Film Revival Gets Boost with New Large Format 65mm Processing Facilities in the UK

WATFORD, UK, Friday, November 11, 2016 --

The revival of real film has received an additional boost with the news that large format Kodak 65mm film processing facilities have opened in the UK. Twentieth Century Fox’s Murder On The Orient Express, directed by Kenneth Branagh, and shot by cinematographer Haris Zambarloukos BSC, will be one of the first productions to use the new installation.

In partnership with Kodak, Cinelab, based in Slough, has installed a 65mm Photomec ECN2 film processor alongside its thriving 35mm and 16mm services. The capacity to handle 65mm film processing in the UK complements the full range of large format and creative services available at Los Angeles-based post-production facility FotoKem’s renowned film laboratory.

65mm celluloid has a long and illustrious history. The format was the canvas for masterpieces such as David Lean’s multi-Oscar winning Lawrence Of Arabia (1962, DP Freddie Young BSC), landmark epics like William Wyler’s Ben-Hur (1959, Robert Surtees ASC) and showstoppers including Robert Wise’s The Sound Of Music (1965, DP Ted D McCord).

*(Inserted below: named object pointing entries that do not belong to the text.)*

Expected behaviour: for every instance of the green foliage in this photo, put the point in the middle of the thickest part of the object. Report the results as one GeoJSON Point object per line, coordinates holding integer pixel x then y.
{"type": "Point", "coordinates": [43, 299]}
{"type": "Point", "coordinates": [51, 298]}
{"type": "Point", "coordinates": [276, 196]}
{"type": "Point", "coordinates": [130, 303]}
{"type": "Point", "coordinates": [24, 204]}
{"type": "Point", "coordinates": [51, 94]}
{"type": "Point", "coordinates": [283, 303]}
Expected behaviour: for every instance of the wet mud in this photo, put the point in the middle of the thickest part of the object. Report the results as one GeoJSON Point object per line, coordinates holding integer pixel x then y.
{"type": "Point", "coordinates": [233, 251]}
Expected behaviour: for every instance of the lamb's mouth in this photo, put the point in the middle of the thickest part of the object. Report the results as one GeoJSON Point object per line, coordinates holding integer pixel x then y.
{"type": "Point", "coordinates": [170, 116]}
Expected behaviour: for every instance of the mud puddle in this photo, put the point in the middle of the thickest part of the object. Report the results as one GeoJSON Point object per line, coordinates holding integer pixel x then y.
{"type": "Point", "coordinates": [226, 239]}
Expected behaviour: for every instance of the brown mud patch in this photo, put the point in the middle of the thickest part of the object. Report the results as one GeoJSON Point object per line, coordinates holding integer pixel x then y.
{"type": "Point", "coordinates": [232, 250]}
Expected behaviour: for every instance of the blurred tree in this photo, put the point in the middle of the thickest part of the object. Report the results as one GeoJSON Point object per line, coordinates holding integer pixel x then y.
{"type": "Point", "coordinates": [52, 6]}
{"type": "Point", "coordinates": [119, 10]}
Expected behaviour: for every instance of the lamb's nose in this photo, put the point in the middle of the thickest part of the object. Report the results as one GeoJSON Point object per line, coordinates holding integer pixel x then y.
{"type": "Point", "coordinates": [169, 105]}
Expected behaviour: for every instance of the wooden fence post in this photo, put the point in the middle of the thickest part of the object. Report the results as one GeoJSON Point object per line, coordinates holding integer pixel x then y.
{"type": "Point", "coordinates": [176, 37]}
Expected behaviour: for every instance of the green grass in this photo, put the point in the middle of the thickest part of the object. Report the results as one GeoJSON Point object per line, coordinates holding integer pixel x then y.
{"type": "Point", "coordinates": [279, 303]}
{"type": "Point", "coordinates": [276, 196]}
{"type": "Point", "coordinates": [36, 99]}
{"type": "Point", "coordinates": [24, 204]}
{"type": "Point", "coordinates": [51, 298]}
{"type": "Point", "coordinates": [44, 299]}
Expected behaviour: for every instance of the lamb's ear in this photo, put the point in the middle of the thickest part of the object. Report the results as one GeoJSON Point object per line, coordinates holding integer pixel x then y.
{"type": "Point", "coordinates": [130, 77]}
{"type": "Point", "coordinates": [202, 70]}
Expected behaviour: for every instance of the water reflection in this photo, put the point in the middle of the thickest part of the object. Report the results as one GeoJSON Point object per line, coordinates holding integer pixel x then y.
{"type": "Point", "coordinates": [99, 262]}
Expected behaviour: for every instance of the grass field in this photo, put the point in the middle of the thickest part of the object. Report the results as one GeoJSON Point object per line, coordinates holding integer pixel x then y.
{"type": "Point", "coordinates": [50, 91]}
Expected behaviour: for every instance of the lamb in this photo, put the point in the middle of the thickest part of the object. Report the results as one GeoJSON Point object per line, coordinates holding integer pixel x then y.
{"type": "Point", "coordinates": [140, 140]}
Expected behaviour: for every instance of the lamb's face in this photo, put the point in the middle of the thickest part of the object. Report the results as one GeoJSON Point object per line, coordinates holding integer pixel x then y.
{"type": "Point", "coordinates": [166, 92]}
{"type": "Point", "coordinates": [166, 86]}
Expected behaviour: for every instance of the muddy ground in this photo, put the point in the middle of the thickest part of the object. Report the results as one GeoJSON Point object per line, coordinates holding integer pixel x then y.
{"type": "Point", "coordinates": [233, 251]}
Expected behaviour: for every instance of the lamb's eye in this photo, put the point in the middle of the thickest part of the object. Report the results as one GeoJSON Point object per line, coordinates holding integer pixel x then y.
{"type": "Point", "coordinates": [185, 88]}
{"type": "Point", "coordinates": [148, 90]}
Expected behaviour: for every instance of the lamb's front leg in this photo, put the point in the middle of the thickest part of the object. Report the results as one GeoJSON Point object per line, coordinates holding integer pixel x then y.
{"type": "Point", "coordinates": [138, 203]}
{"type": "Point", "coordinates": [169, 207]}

Now, 65mm film is enjoying a renaissance, championed by a new generation of directors and their cinematographers for its resolution, depth and true-to-life look.

Director Christopher Nolan, one of the industry’s leading champions of real film, recently shot Kodak 65mm for Warner Brothers’ dramatic WWII thriller Dunkirk (DP Hoyte van Hoytema FSF NSC). Also set-to-shoot on Kodak 65mm are Disney’s The Nutcracker And The Four Realms (Director Lasse Hallström, DP Linus Sandgren) and Murder On The Orient Express (Director Kenneth Branagh, DP Haris Zambarloukos).

“The film comeback is accelerating,” said Steven Overman, Chief Marketing Officer and President, Consumer and Film Division at Kodak, “and the epic, big screen experience is well and truly back. The creative and aesthetic distinctiveness of 65mm film is still well beyond the capability of digital capture, so when discerning filmmakers want to a create work of memorable grandeur and lasting visual quality, they know that only real film delivers.”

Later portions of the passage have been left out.